Geralmente, quem se encaixa nesse perfil, tem dificuldade para crescer profissionalmente, uma vez que o constante aperto nas contas não dá o conforto necessário para suprir posições mais arriscadas.

E isso vale também em relação aos investimentos.

Extremamente racional

Sabe aquela pessoa extremamente racional, que tem a verdadeira aversão por dívidas, compra tudo à vista e mantém uma reserva para evitar a necessidade de recorrer ao crédito? Então, essa pessoa dificilmente vai contrair uma dívida que impõe altos juros, pois ela avalia que não se trata de uma decisão inteligente sob o ponto de vista financeiro.

Quem evita todo tipo de dívidas, consegue fazer o seu dinheiro render muito mais do que aqueles que se encaixam no primeiro perfil. Mas engana-se quem pensa que essa é a postura ideal.

O excesso de racionalidade, que caracteriza a pessoa com esse perfil, faz com que ela sempre deixe para depois seus grandes planos e sonhos em nome de uma tranquilidade no presente.

Desfrutar a vida pode acabar se tornando um objetivo para a aposentadoria e sabe qual é o risco dessa conduta? Não conseguir aproveitar tudo que poderia ao longo da vida.

Os dois perfis apresentados têm seus defeitos.
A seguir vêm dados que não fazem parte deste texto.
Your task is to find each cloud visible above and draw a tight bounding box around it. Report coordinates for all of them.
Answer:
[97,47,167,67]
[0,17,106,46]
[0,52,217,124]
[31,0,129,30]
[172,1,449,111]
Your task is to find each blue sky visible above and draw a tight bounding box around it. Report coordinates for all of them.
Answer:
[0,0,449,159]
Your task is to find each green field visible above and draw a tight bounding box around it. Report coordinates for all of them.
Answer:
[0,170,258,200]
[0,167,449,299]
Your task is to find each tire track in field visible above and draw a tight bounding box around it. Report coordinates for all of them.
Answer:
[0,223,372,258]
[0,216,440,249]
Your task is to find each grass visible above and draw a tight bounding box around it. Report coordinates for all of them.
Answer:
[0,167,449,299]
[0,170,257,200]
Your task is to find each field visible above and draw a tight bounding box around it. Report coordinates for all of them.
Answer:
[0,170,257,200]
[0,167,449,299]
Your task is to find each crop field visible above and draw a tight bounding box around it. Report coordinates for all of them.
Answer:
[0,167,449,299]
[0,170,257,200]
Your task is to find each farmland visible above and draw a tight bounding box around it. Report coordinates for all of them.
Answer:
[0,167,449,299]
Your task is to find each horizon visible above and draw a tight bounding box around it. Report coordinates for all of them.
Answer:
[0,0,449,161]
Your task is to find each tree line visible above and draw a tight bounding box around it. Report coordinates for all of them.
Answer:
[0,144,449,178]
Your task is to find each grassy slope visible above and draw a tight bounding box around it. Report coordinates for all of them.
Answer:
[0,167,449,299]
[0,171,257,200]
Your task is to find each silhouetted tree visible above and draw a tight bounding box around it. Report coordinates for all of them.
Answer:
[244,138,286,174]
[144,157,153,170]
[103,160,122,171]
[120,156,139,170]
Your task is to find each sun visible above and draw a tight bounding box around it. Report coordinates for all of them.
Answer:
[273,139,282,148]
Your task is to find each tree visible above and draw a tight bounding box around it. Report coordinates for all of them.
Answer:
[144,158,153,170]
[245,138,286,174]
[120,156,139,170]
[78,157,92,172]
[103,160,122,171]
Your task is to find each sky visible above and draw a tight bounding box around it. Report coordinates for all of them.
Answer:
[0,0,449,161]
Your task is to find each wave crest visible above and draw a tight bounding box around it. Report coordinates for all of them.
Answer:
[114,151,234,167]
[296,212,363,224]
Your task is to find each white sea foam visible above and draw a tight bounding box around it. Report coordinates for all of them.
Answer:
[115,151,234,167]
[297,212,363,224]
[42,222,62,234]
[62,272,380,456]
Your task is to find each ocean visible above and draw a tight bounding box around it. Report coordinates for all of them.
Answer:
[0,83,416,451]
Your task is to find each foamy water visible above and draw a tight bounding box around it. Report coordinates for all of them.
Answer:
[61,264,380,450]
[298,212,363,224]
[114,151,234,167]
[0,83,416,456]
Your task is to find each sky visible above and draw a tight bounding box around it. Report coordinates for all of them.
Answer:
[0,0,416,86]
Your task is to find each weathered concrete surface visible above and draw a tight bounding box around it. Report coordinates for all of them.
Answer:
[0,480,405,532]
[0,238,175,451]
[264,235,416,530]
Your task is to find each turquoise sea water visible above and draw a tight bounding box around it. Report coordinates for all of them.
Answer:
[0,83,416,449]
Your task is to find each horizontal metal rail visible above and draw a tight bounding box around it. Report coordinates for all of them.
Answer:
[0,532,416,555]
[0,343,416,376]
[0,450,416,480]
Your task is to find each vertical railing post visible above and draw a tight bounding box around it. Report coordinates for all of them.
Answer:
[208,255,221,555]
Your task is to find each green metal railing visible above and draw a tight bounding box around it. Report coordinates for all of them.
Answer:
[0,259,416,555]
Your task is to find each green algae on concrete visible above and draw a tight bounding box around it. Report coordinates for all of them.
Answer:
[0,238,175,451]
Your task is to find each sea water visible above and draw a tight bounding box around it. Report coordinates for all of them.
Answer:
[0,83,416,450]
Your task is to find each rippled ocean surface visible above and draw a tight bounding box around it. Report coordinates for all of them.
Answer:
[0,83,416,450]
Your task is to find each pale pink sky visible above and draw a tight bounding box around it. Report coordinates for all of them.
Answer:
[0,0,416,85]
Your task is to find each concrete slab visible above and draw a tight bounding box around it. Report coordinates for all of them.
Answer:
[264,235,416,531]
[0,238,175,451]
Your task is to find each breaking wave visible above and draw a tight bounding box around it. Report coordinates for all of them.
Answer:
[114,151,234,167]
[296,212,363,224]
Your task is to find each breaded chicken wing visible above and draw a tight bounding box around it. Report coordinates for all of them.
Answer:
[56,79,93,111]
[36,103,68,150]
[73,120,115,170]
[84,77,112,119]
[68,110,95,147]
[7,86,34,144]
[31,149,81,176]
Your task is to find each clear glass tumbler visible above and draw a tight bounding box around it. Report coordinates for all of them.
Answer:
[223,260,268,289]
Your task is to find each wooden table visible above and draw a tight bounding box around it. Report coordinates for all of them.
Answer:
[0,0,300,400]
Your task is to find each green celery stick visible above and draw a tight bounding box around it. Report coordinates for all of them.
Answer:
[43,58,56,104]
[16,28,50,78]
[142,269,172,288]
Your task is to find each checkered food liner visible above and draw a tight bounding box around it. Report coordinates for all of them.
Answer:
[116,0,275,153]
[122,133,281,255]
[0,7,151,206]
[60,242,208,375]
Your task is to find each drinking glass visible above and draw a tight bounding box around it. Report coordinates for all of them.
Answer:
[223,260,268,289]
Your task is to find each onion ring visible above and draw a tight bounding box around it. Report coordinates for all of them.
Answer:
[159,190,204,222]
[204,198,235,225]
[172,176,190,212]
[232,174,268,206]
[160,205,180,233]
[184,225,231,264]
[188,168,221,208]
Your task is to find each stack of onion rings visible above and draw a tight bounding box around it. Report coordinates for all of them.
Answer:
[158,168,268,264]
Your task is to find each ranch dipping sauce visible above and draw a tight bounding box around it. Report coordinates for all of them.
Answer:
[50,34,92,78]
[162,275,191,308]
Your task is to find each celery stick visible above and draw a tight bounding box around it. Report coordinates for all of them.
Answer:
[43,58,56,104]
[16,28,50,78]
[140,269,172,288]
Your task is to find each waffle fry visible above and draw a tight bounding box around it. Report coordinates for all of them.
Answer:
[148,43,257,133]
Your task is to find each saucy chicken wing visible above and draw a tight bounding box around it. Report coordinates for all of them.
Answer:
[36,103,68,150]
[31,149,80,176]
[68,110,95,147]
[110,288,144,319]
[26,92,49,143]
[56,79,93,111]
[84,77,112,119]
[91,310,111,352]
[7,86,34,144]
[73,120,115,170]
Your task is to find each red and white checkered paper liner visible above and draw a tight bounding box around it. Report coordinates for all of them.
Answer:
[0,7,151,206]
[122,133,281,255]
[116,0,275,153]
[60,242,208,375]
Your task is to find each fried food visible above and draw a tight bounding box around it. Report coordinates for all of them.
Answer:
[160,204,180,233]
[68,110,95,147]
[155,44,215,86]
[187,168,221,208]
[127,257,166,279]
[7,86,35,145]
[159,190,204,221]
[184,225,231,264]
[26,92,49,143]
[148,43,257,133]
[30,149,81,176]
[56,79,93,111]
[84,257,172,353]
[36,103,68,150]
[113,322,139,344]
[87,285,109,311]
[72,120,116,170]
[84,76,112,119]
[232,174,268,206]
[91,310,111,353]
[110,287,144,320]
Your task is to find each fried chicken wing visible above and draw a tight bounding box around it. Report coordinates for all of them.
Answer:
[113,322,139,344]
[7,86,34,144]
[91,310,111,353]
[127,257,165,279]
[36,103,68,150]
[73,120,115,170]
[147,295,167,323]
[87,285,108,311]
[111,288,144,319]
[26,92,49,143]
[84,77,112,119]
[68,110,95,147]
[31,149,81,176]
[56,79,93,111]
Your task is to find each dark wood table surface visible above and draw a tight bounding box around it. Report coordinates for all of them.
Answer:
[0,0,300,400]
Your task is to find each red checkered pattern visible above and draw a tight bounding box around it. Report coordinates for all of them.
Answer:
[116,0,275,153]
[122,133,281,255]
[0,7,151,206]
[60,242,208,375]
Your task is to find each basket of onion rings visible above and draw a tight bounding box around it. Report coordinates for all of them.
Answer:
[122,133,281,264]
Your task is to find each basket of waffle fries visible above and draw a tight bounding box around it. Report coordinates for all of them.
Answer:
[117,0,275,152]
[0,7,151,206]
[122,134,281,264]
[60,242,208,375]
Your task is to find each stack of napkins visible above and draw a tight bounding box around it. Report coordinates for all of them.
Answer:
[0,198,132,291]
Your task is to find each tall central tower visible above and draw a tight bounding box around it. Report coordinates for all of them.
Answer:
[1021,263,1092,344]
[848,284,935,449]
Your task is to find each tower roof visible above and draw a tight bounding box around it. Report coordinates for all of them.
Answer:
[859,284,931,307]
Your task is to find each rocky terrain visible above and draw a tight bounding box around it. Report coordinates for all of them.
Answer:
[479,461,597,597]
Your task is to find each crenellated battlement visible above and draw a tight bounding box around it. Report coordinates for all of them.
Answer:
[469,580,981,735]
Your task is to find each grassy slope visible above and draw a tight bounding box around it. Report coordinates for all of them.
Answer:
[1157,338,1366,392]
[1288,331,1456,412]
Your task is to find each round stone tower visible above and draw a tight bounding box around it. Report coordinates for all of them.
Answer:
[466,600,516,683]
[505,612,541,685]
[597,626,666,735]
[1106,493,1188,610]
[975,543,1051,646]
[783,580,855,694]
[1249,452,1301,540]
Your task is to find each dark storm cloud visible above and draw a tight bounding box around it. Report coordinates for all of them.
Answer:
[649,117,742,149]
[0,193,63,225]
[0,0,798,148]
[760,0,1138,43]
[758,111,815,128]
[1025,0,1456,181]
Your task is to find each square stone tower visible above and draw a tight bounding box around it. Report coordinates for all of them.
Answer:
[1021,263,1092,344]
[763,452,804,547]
Claro que aqueles que contam com as dívidas para sobreviver correm mais riscos, mas os avessos a todo tipo de dívidas abrem mão de muita coisa em razão disso.

Posso dizer com segurança que o terceiro perfil de crédito é o ponto de equilíbrio entre os dois primeiros.

Sabe aproveitar o parcelamento

Quem sabe usar o crédito para enriquecer, entende a necessidade de poupar para realizar seus sonhos em médios e longos prazos. Essas pessoas investem para desfrutar o lucro da suas aplicações e sabem que o crédito pode ser de grande ajuda.

Pessoas com esse perfil utilizam o crédito para superar imprevistos, expandir seus negócios e sua carreira.

Perceba que o crédito vale a pena quando ajuda a cumprir grandes objetivos e não funciona apenas como extintor de incêndio, como acontece no caso do primeiro perfil.

Quem utiliza o crédito para enriquecer, não abre mão de suas reservas principalmente quando elas estão investidas com menor liquidez e eventualmente utilizam os ganhos dos seus investimentos para bater as dividas de crédito.

Tudo isso dentro de um planejamento que não deixa as contas saírem do controle.

E agora, você já sabe qual dos 3 perfis você se encaixa?

Repare como o equilíbrio é a melhor resposta quando o assunto é utilização do crédito!

O descuido excessivo leva ao endividamento galopante, mas o contraponto disso pode frear bruscamente a busca por grandes realizações.

Com equilíbrio você pode aproveitar oportunidades, sem abrir mão de boas escolhas de investimento que lhe darão segurança tanto para o presente, quanto para o futuro.